5 ways to drive your point home

Tuesday’s teaching tip is from the book Talk Like Ted. It is a compilation of the techniques used by the most effective TED Talk presenters. Today’s tip is about how to create what the author calls a “holy smokes” moment (p.148) – one where the audience’s jaw drops. He says you can create that moment in 5 different ways:

  1. Props and Demos – We’ve known for a long time that people like to see a good object lesson. Church is no different. The people in our groups are drawn to the use of props or a clever demonstration of some kind by the person doing the presenting. Jesus was a master at using the props available to him: a little child, a field white unto harvest, coins dropped into the temple treasury by a widow, a coin in a fish’s mouth, and a withered fig tree – these are just a few of the objects Christ used to make his point when teaching. What’s the last prop you used?

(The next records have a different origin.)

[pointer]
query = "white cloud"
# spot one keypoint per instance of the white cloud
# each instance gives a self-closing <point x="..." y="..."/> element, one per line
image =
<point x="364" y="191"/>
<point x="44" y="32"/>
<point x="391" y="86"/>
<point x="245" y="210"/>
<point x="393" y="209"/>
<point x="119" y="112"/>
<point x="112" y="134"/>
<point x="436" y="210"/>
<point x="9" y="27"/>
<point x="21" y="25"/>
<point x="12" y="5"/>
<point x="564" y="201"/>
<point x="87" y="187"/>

  2. Unexpected and shocking statistics – “In 1972 there were 300,000 people in jail. Today, there are over 2.3 million. The United States has the highest incarceration rate in the world.” This kind of shocking statistic can catch the attention of your audience.
  3. Pictures, Images, and Videos – It’s not an accident that LifeWay’s major curriculum lines have Leader Packs chocked full of visually engaging posters, maps, and timelines. TED Talk presenters who are known for capturing the imaginations of the audience always find a way to use something visual to create that great “aha” moment.
  4. Memorable Headlines – These are short soundbites that are repeatable, tweetable, and memorable. “We will get wooly mammoths back,” said one TED Talk presenter. If you want to see some of the best quotes from TED Talk presenters, go to TED.com/quotes to read more than 2000 great quotes that captured people’s attention.
  5. Personal Stories – Jesus told short stories that had a single point – parables. TED Talk presenters, at least the best ones, all incorporate a personal story into their 20 minute routine. “Great communicators are great storytellers” says the author of Talk Like Ted, Carmine Gallo (p.155).